I want to view the most frequent words in each data sources. This will plot the top 20 used words.

# create a Term Document Matrix from the cleaned tweets
blogsTDM <- TermDocumentMatrix(clean_Blogs)
tweetsTDM <- TermDocumentMatrix(clean_Tweets)
newsTDM <- TermDocumentMatrix(clean_News)
# create a matrix from the Term Document Matrix
blogsMatrix <- as.matrix(blogsTDM)
tweetsMatrix <- as.matrix(tweetsTDM)
newsMatrix <- as.matrix(newsTDM)
# sort the row sums in decreasing order
blogsFreq <- sort(rowSums(blogsMatrix), decreasing = TRUE)
tweetsFreq <- sort(rowSums(tweetsMatrix), decreasing = TRUE)
newsFreq <- sort(rowSums(newsMatrix), decreasing = TRUE)
# plot the top 20 cleaned words
par(mfrow=c(2, 2))
barplot(blogsFreq[1:20], col = "hot pink", las = 2, main = "Top 20 Blog Words")
barplot(tweetsFreq[1:20], col = "hot pink", las = 2, main = "Top 20 Tweet Words")
barplot(newsFreq[1:20], col = "hot pink", las = 2, main = "Top 20 News Words")

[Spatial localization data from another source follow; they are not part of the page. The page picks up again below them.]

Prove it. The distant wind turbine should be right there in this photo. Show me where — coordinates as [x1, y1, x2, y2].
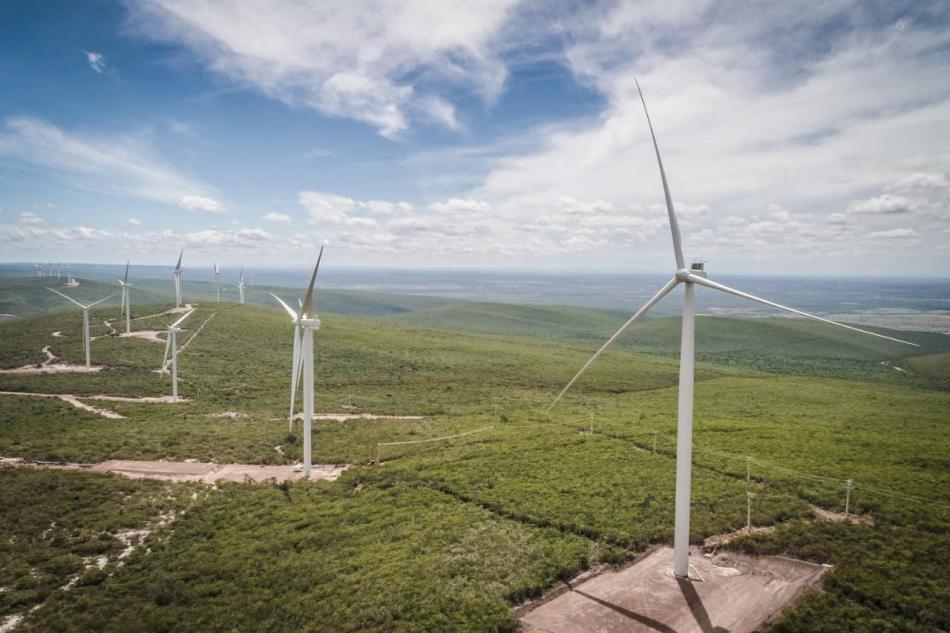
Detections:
[47, 288, 115, 368]
[270, 245, 324, 479]
[173, 250, 183, 308]
[213, 261, 221, 303]
[161, 309, 194, 402]
[552, 79, 919, 580]
[236, 267, 246, 304]
[117, 261, 133, 334]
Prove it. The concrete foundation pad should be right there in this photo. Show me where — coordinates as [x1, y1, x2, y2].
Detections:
[520, 546, 826, 633]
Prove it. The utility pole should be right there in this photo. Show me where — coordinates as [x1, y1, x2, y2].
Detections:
[845, 479, 853, 517]
[746, 491, 755, 533]
[746, 455, 752, 484]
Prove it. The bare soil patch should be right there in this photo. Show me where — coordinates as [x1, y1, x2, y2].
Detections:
[0, 391, 185, 418]
[0, 345, 104, 374]
[119, 330, 166, 343]
[1, 457, 347, 485]
[810, 504, 873, 525]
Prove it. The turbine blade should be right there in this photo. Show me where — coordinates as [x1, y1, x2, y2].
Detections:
[175, 250, 183, 272]
[270, 293, 298, 320]
[291, 327, 303, 400]
[551, 277, 680, 408]
[239, 266, 244, 283]
[301, 244, 324, 318]
[87, 294, 115, 309]
[690, 275, 919, 347]
[636, 78, 685, 271]
[46, 287, 85, 308]
[162, 333, 172, 367]
[123, 260, 129, 283]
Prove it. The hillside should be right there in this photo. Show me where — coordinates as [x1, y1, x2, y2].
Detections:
[0, 276, 456, 319]
[0, 285, 947, 632]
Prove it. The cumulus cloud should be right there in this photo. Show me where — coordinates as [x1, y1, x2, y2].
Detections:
[887, 172, 949, 191]
[263, 212, 292, 224]
[125, 0, 517, 137]
[0, 117, 215, 206]
[127, 217, 142, 226]
[85, 51, 108, 74]
[179, 195, 224, 213]
[848, 194, 917, 215]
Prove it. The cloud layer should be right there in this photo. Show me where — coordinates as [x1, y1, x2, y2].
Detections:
[127, 0, 518, 137]
[0, 117, 215, 206]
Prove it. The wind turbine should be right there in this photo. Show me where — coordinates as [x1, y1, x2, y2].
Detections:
[213, 261, 221, 303]
[236, 267, 246, 304]
[270, 246, 324, 479]
[552, 80, 919, 580]
[117, 261, 133, 334]
[46, 288, 115, 368]
[161, 310, 193, 402]
[173, 250, 183, 308]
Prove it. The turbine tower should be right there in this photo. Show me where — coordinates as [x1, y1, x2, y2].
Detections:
[161, 310, 193, 402]
[46, 288, 114, 368]
[173, 250, 183, 308]
[236, 267, 246, 304]
[117, 261, 133, 334]
[270, 246, 324, 479]
[213, 261, 221, 303]
[552, 80, 919, 580]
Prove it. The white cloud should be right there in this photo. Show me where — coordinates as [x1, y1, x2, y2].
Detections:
[126, 0, 517, 137]
[0, 117, 215, 206]
[18, 212, 45, 226]
[429, 198, 492, 214]
[179, 195, 224, 213]
[127, 217, 142, 226]
[887, 172, 949, 191]
[848, 194, 917, 215]
[866, 228, 919, 239]
[365, 200, 413, 215]
[263, 212, 292, 224]
[85, 51, 108, 74]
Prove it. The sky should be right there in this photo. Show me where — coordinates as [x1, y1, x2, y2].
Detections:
[1, 0, 949, 277]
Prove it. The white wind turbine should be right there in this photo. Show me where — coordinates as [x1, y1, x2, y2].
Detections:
[552, 80, 919, 580]
[173, 250, 183, 308]
[117, 261, 133, 334]
[161, 309, 194, 402]
[270, 246, 324, 479]
[47, 288, 115, 368]
[213, 261, 221, 303]
[236, 267, 246, 304]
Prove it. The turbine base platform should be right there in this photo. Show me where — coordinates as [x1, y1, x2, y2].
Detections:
[519, 546, 826, 633]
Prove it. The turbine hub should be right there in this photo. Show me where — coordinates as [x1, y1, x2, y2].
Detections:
[675, 268, 690, 282]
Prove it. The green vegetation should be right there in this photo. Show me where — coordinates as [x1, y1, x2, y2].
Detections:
[0, 468, 197, 619]
[0, 276, 948, 631]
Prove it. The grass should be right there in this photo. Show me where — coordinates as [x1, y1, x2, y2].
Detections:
[0, 277, 948, 631]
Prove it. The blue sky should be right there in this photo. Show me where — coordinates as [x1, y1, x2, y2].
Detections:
[1, 1, 949, 276]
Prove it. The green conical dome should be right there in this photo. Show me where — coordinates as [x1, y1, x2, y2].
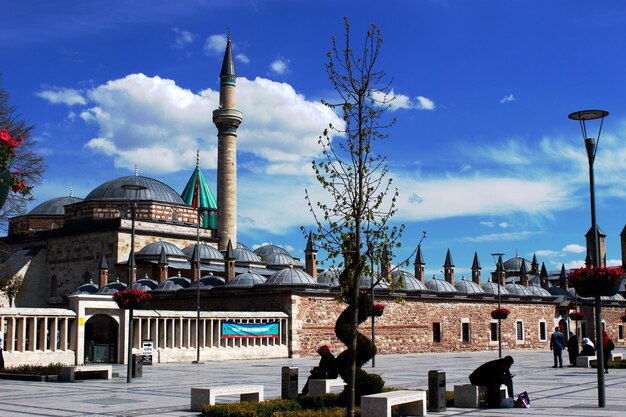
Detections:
[181, 153, 217, 229]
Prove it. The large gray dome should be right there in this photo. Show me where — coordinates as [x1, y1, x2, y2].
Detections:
[233, 247, 263, 263]
[528, 285, 552, 297]
[29, 195, 83, 216]
[254, 244, 291, 260]
[137, 241, 187, 258]
[503, 256, 532, 273]
[392, 270, 428, 291]
[85, 175, 185, 204]
[425, 279, 457, 293]
[454, 279, 485, 294]
[226, 269, 266, 288]
[481, 281, 510, 295]
[506, 283, 533, 296]
[190, 274, 226, 289]
[155, 275, 191, 291]
[96, 280, 127, 295]
[264, 266, 318, 286]
[317, 268, 339, 287]
[72, 280, 99, 295]
[182, 244, 224, 261]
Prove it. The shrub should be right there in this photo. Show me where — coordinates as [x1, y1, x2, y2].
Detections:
[273, 408, 348, 417]
[201, 399, 301, 417]
[296, 393, 343, 409]
[1, 363, 68, 376]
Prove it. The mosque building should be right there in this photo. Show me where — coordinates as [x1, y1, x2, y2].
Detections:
[0, 36, 624, 366]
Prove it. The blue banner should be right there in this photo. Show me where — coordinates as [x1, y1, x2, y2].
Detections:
[221, 321, 279, 338]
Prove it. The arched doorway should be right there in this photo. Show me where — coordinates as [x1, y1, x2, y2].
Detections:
[84, 314, 118, 363]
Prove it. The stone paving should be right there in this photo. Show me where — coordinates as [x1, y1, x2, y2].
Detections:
[0, 349, 624, 416]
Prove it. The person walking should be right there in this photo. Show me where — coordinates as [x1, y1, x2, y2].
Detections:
[550, 327, 565, 368]
[567, 331, 579, 367]
[602, 330, 615, 374]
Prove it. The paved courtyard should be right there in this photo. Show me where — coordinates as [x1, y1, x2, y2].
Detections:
[0, 349, 624, 416]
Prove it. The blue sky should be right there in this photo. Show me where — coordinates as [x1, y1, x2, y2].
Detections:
[2, 0, 626, 278]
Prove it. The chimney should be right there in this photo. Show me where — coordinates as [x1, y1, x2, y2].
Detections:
[559, 264, 568, 290]
[191, 244, 201, 283]
[224, 239, 236, 283]
[443, 249, 454, 284]
[539, 262, 549, 290]
[157, 246, 168, 283]
[98, 253, 109, 289]
[304, 232, 318, 279]
[519, 259, 529, 287]
[471, 251, 482, 285]
[414, 244, 425, 282]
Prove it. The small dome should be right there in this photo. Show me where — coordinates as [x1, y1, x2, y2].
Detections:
[264, 266, 317, 286]
[503, 255, 532, 273]
[72, 281, 99, 295]
[85, 175, 185, 204]
[155, 275, 191, 291]
[96, 280, 127, 295]
[233, 247, 263, 263]
[317, 268, 340, 287]
[254, 244, 292, 260]
[360, 273, 390, 289]
[264, 253, 297, 268]
[481, 281, 510, 295]
[392, 270, 428, 291]
[506, 283, 533, 296]
[182, 244, 224, 261]
[528, 285, 552, 297]
[29, 195, 83, 216]
[190, 274, 226, 289]
[137, 241, 187, 258]
[131, 277, 158, 292]
[236, 242, 251, 251]
[226, 269, 266, 288]
[454, 279, 485, 294]
[425, 278, 457, 293]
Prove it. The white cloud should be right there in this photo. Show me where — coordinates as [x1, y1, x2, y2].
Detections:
[372, 90, 436, 111]
[500, 94, 516, 104]
[270, 58, 289, 75]
[71, 73, 342, 176]
[498, 222, 510, 229]
[236, 53, 249, 64]
[480, 221, 494, 227]
[563, 243, 586, 253]
[563, 259, 585, 270]
[535, 250, 560, 257]
[457, 231, 539, 243]
[204, 34, 227, 55]
[35, 87, 86, 106]
[172, 27, 196, 48]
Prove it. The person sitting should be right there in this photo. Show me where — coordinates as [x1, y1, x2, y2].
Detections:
[580, 337, 596, 356]
[469, 355, 514, 408]
[301, 345, 339, 394]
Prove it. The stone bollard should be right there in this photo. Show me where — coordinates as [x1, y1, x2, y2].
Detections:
[428, 369, 446, 412]
[281, 366, 298, 399]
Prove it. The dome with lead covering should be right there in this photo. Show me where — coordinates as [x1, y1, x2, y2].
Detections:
[85, 175, 185, 204]
[528, 285, 552, 297]
[155, 274, 191, 291]
[137, 241, 187, 259]
[264, 253, 298, 268]
[96, 279, 127, 295]
[317, 268, 340, 287]
[425, 278, 457, 293]
[182, 244, 224, 261]
[360, 273, 390, 289]
[506, 283, 533, 296]
[233, 247, 263, 263]
[392, 270, 428, 291]
[454, 279, 485, 294]
[190, 274, 226, 289]
[503, 255, 532, 274]
[481, 280, 510, 295]
[226, 269, 266, 288]
[254, 244, 292, 260]
[264, 265, 318, 286]
[29, 195, 83, 216]
[131, 277, 158, 292]
[72, 280, 99, 295]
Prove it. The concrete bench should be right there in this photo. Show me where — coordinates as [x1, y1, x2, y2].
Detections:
[576, 356, 597, 368]
[361, 390, 427, 417]
[59, 365, 112, 382]
[610, 352, 622, 361]
[190, 384, 264, 412]
[453, 384, 508, 408]
[308, 378, 346, 396]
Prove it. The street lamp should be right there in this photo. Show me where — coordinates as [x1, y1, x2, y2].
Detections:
[491, 253, 504, 358]
[568, 109, 609, 407]
[121, 183, 147, 383]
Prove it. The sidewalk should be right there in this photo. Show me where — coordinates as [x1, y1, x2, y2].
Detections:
[0, 349, 624, 416]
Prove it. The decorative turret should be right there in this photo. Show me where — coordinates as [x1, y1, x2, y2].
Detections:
[621, 225, 626, 268]
[539, 262, 549, 290]
[213, 34, 243, 251]
[443, 249, 454, 284]
[157, 246, 168, 283]
[98, 253, 109, 288]
[559, 264, 568, 290]
[414, 244, 425, 282]
[304, 232, 318, 279]
[585, 224, 606, 267]
[224, 239, 236, 283]
[519, 258, 529, 287]
[471, 251, 482, 285]
[190, 244, 201, 283]
[531, 253, 539, 275]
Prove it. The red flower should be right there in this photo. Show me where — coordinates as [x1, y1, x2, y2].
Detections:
[568, 266, 624, 286]
[569, 311, 585, 320]
[112, 289, 151, 309]
[491, 307, 511, 319]
[372, 303, 385, 310]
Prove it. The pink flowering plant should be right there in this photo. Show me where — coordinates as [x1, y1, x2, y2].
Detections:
[112, 289, 151, 309]
[0, 128, 31, 196]
[491, 307, 510, 320]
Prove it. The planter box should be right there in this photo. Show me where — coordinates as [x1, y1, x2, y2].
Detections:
[0, 373, 58, 382]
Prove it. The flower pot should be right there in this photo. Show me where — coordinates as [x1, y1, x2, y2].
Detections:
[372, 309, 383, 317]
[573, 279, 621, 297]
[491, 312, 508, 320]
[0, 169, 11, 210]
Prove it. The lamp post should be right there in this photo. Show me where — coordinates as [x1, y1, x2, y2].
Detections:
[568, 109, 609, 407]
[193, 207, 209, 365]
[491, 253, 504, 358]
[121, 183, 147, 384]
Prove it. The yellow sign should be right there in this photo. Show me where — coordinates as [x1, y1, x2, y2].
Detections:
[79, 317, 85, 326]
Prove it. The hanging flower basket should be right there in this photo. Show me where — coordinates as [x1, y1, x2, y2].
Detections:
[113, 289, 151, 310]
[491, 307, 510, 320]
[372, 303, 385, 317]
[569, 311, 585, 321]
[568, 266, 624, 297]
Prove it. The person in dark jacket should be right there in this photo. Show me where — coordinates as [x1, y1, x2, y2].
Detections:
[580, 337, 596, 356]
[550, 327, 565, 368]
[602, 330, 615, 374]
[567, 331, 579, 366]
[301, 345, 339, 394]
[469, 355, 514, 408]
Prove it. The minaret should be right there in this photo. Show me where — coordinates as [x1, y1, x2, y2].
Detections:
[414, 244, 425, 282]
[443, 249, 454, 284]
[304, 232, 318, 279]
[213, 34, 243, 251]
[585, 224, 606, 267]
[471, 251, 482, 285]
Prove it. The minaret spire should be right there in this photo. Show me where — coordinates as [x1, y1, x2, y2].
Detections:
[213, 33, 243, 251]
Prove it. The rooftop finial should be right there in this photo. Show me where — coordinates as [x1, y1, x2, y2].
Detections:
[227, 28, 231, 42]
[134, 163, 138, 176]
[196, 149, 200, 167]
[69, 187, 73, 197]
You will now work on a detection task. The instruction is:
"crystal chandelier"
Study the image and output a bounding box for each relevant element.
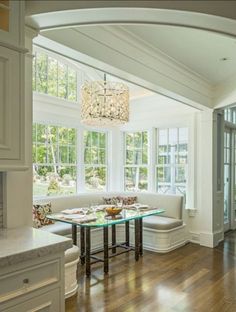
[81,74,129,126]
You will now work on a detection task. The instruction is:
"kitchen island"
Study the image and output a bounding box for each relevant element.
[0,227,72,312]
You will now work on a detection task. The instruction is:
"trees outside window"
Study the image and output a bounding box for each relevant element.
[124,131,148,191]
[84,131,107,191]
[33,50,77,102]
[33,123,77,196]
[156,128,188,196]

The top words in each source shows some interesting characteristics. First, each source has a few of the same word such as, just and first. Each source has some uniqueness that seems obvious such as, percent, never, and black are top words news are said, will, and just.

View Top Two-Word Combinations

This will look at the top two-word combinations from each data source. The results will be in wordclouds to view which two-word combinations are more frequent than others, based on their size and color.

View Top Two-Word Combinations from All Data Sources Combined

Now, I’m going to view the top two-word combinations when all data sources are combined. The results will be put in wordclouds, and the highest frequency will be determined by size and color.

# create a 2 word tokenizer
library(rJava)
library(RWeka)
textTokenizer <- function(x)
  NGramTokenizer(x, Weka_control(min = 2, max = 2))
# apply the tokenizer to each data source
blogsDTM <- DocumentTermMatrix(
  clean_Blogs,
  control = list(tokenize = textTokenizer)
)
tweetsDTM <- DocumentTermMatrix(
  clean_Tweets,
  control = list(tokenize = textTokenizer)
)
newsDTM <- DocumentTermMatrix(
  clean_News,
  control = list(tokenize = textTokenizer)
)
# convert to matrix
blogsDTM_m <- as.matrix(blogsDTM)
tweetsDTM_m <- as.matrix(tweetsDTM)
newsDTM_m <- as.matrix(newsDTM)
# combine the above matrices to create one big matrix
allData_m <- cbind(blogsDTM_m, tweetsDTM_m)
allData_m <- cbind(allData_m, newsDTM_m)
# calculate the column sums of the matrices 
allDataFrequency <- colSums(allData_m)
# get the names of the top words
allDataBi <- names(allDataFrequency)
# create 2-word wordclouds
wordcloud(allDataBi, allDataFrequency, max.words = 20, colors = brewer.pal(4, "PiYG"))


The wordcloud shows that the highest frequency for all data sources combined is last year followed by new jersey and st louis.

View Top Three-Word Combinations of all data sources

Now, I’m going to view the top three-word combinations when all data sources are combined. The results will be put in wordclouds, and the highest frequency will be determined by size and color. I’m going to suppress that actual code; however, this follows the exact code from above but changing the min/max numbers in the tokenizer to 3.

The wordcloud shows that the highest frequency of three-word combinations for all data sources combined is new york city and plus b spc. I will have to deal with the a hat result, as it needs to be fixed.